UNE ŒUVRE POÉTIQUE ET ENGAGÉE
Shilpa Gupta a souvent valorisé la place de la poésie dans une pensée politique du monde, dans une pensée résistante. Cela prend particulièrement du sens aujourd’hui. For, In Your Tongue, I Cannot Fit (2017-2018), par exemple, est une installation immersive composée de cent micros suspendus au-dessus de cent pointes en métal. Sur chacune des pointes est fichée une feuille de papier qui comprend les vers d’un poète persécuté au cours de l’histoire pour ses écrits. Chaque micro diffuse alternativement l’enregistrement de ces vers, repris en chœur par les quatre-vingt-dix-neuf autres. Un micro qui fait entendre des voix, c’est une sorte d’oxymore, un objet qui dit tout et son contraire ! L’œuvre témoigne à la fois de l’oppression et de la résistance.

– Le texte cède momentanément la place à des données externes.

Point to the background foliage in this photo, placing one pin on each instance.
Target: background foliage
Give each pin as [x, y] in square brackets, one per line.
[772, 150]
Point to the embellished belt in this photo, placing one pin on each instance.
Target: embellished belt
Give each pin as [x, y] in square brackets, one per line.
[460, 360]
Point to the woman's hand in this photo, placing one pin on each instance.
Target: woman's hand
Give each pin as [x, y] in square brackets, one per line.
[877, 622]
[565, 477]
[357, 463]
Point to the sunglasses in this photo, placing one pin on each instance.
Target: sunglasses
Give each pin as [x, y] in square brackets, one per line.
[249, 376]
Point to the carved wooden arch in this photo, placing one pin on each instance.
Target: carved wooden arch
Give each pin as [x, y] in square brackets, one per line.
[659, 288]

On peut citer une deuxième installation (Untitled, 2009) : un portail qui claque violemment contre un mur jusqu’à le détruire. Le seuil ruine son propre environnement… C’est d’une grande force, poétique et politique. L’information est également un enjeu majeur du travail de Shilpa Gupta. Elle fait partie d’une génération de plasticiens, tels Pierre Huyghe, Philippe Parreno, Rirkrit Tiravanija ou Apichatpong Weerasethakul, qui, aux quatre coins du globe, a beaucoup interrogé la réalité et ses modes de représentation. On le voit par exemple dans sa série de photographies d’enfants à la queue leu leu (Untitled, 2008) – il y en a une dans la Collection Lambert. Sur une plage, les pieds dans l’eau, mais de profil par rapport à la mer, ces enfants se cachent les yeux ou se bouchent les oreilles les uns les autres, rendus aveugles ou sourds au monde, dans une relation bizarre à un horizon auquel ils n’ont pas accès.
On pense également à la montée des eaux qui peu à peu détruit les côtes. Qu’est-ce qui nous parvient ? Quel est le lien entre l’individu et l’information, entre l’individu et le réel ? De quoi cette réalité est-elle faite ? Or, Shilpa Gupta se confronte de plusieurs manières à cette réalité : par son œuvre, évidemment, mais aussi par l’action. À Mumbai [où elle vit et travaille], elle a réuni autour d’elle une communauté d’artistes avec laquelle elle collabore. Cette communauté est très engagée politiquement, y compris dans l’espace public. Avec elle, Shilpa Gupta a l’ambition artistique de porter une réflexion collective sur l’histoire de son pays, ses religions, ses croyances, ses traditions, ses frontières, sa surpopulation et sa violence sociale – notamment à l’égard des femmes.
*1 « Shilpa Gupta – Recent Works », 11 septembre -15 octobre 2009, galerie Yvon Lambert, Paris.